Monday, May 22, 2006

MSM waking up on electronic voting

Parts of the MSM are awakening from their self-enforced slumber regarding the US electoral process and the vulnerabilities to it that are being presented by electronic voting machine companies like Diebold and ES&S. Newsweek [via Bradblog]:
How bad are the problems? Experts are calling them the most serious voting-machine flaws ever documented. Basically the trouble stems from the ease with which the machine's software can be altered. It requires only a few minutes of pre-election access to a Diebold machine to open the machine and insert a PC card that, if it contained malicious code, could reprogram the machine to give control to the violator. The machine could go dead on Election Day or throw votes to the wrong candidate. Worse, it's even possible for such ballot-tampering software to trick authorized technicians into thinking that everything is working fine, an illusion you couldn't pull off with pre-electronic systems. "If Diebold had set out to build a system as insecure as they possibly could, this would be it," says Avi Rubin, a Johns Hopkins University computer-science professor and elections-security expert.
More....

Finally, some attention to this ridiculous situation. Will it be enough?

2 Comments:

Blogger misneach said...

This kind of think makes me a bit curious as to wether or not there were impartial international observers in the U.S. for the 2004 election, and how reliable the final vote tally was. I only bring this up because loads of people in my age group who normally didn't vote did in 2004, and non-sadist elements in the election still lost. It just makes me wonder...

2:22 PM  
Blogger theBhc said...

Your statement is worrisome from this perspective: invitation of observers, both domestic and international is left up to the states and/or counties. The most partisan state election official in the country, Secretary of State in Ohio Kenneth Blackwell, also served as co-chair of the Bush/Cheney campaign in Ohio. Blackwell refused to grant any access to election observers. None. International standards require election officials to be non-partisan, something the US has never bothered with. In fact, election officials are often as partisan as can be. Katherine Harris, Sec. State in Florida in 2000 was also chair of the Bush/Cheney state campaign then.
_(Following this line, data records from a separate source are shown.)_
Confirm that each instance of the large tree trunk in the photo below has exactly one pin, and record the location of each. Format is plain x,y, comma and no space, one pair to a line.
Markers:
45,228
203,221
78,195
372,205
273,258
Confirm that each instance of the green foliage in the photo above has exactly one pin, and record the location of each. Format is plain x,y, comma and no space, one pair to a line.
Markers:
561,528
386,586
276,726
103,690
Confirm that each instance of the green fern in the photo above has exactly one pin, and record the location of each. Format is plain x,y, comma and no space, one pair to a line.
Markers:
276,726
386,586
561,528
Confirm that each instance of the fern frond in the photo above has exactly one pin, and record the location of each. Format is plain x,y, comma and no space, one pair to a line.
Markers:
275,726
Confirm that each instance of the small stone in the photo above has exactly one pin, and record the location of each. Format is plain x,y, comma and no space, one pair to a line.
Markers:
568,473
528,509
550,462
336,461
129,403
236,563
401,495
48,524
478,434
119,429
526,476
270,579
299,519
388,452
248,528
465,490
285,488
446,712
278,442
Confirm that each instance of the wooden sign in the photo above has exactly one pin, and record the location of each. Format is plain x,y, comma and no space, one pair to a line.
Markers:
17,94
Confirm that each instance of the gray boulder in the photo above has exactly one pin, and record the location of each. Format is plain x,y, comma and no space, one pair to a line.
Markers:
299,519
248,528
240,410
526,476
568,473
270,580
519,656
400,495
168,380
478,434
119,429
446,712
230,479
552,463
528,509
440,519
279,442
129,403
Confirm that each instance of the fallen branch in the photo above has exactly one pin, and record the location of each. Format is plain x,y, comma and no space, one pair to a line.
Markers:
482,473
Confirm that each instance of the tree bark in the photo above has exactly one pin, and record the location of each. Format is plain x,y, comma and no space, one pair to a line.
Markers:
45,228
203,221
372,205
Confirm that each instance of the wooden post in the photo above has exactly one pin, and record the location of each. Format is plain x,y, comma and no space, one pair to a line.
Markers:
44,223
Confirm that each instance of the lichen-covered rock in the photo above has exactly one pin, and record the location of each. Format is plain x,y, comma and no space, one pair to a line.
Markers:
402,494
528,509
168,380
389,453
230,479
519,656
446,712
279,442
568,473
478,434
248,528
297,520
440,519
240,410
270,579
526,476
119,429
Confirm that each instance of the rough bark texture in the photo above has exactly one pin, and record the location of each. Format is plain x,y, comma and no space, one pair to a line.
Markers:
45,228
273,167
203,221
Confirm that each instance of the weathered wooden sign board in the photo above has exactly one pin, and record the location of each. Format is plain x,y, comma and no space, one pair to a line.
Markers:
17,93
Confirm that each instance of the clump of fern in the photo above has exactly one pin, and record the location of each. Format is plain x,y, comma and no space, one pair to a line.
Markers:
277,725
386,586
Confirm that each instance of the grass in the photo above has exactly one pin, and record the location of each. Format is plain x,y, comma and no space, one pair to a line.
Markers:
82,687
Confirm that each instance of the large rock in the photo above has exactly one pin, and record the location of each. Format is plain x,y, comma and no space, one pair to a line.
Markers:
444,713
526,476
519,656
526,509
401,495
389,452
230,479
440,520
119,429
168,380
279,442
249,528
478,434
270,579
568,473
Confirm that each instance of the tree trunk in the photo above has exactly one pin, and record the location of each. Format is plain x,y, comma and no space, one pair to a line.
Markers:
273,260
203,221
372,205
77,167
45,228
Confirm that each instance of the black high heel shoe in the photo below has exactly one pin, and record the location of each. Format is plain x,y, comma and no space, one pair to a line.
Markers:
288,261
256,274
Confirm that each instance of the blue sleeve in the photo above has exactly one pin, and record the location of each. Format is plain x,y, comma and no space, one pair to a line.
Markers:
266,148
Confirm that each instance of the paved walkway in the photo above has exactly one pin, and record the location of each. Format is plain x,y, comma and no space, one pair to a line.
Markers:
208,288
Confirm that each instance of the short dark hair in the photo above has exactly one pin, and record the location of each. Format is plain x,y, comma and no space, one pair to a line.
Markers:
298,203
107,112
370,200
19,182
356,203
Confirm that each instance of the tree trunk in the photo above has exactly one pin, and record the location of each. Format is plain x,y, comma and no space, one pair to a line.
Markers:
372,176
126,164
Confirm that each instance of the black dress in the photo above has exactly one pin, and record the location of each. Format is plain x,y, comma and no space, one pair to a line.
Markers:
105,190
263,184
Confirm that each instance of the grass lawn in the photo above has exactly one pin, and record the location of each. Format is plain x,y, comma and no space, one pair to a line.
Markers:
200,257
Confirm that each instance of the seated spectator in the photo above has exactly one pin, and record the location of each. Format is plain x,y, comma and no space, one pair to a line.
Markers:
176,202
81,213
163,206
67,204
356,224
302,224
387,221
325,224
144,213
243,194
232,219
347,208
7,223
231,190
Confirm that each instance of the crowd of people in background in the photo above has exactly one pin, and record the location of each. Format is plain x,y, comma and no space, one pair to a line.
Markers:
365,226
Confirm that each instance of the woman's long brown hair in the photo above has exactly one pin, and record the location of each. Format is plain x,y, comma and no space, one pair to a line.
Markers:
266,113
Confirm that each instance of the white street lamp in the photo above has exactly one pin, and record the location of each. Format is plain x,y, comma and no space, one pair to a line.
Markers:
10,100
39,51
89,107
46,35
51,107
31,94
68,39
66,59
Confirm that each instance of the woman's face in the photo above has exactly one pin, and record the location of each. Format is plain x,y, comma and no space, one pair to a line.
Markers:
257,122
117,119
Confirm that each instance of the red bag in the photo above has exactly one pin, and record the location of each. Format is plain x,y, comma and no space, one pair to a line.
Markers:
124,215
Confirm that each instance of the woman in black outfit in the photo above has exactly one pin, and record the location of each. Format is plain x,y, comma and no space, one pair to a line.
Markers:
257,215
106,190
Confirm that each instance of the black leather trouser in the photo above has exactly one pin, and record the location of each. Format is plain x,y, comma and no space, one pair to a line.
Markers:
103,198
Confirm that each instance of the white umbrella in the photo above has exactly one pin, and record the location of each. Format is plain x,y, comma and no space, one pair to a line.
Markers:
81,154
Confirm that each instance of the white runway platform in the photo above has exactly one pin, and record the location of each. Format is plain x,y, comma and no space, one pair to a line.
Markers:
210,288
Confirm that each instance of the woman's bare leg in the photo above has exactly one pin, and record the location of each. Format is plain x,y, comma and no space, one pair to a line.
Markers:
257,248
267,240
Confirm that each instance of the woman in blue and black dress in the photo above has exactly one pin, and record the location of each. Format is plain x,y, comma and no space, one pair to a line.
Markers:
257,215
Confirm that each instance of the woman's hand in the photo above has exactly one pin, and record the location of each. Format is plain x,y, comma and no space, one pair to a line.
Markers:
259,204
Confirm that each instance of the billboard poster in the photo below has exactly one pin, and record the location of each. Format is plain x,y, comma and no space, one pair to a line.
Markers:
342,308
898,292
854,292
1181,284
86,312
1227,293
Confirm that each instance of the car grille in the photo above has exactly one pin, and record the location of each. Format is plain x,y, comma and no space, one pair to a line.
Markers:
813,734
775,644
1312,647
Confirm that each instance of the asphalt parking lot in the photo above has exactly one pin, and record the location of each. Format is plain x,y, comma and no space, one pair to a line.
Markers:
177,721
For more on this see 2004 US Election: An International Perspective.

As shown by this delegation, access to the polls is granted inconsistently among states and even left to the county to decide: Missouri law provided for international observers but not for domestic observers; Ohio did not allow any independent observation; while in Florida, the individual counties decided who would have access.

Of course, it is well known now what a debacle Ohio was, despite the lack of coverage in the MSM. If you are unaware of much of this, The Free Press, out of Columbus, Ohio, has covered the Ohio election debacle with some close scrutiny, mostly if not entirely ignored by the MSM. Bob Fitrakis has been on the forefront and his columns and stories are a good place to start.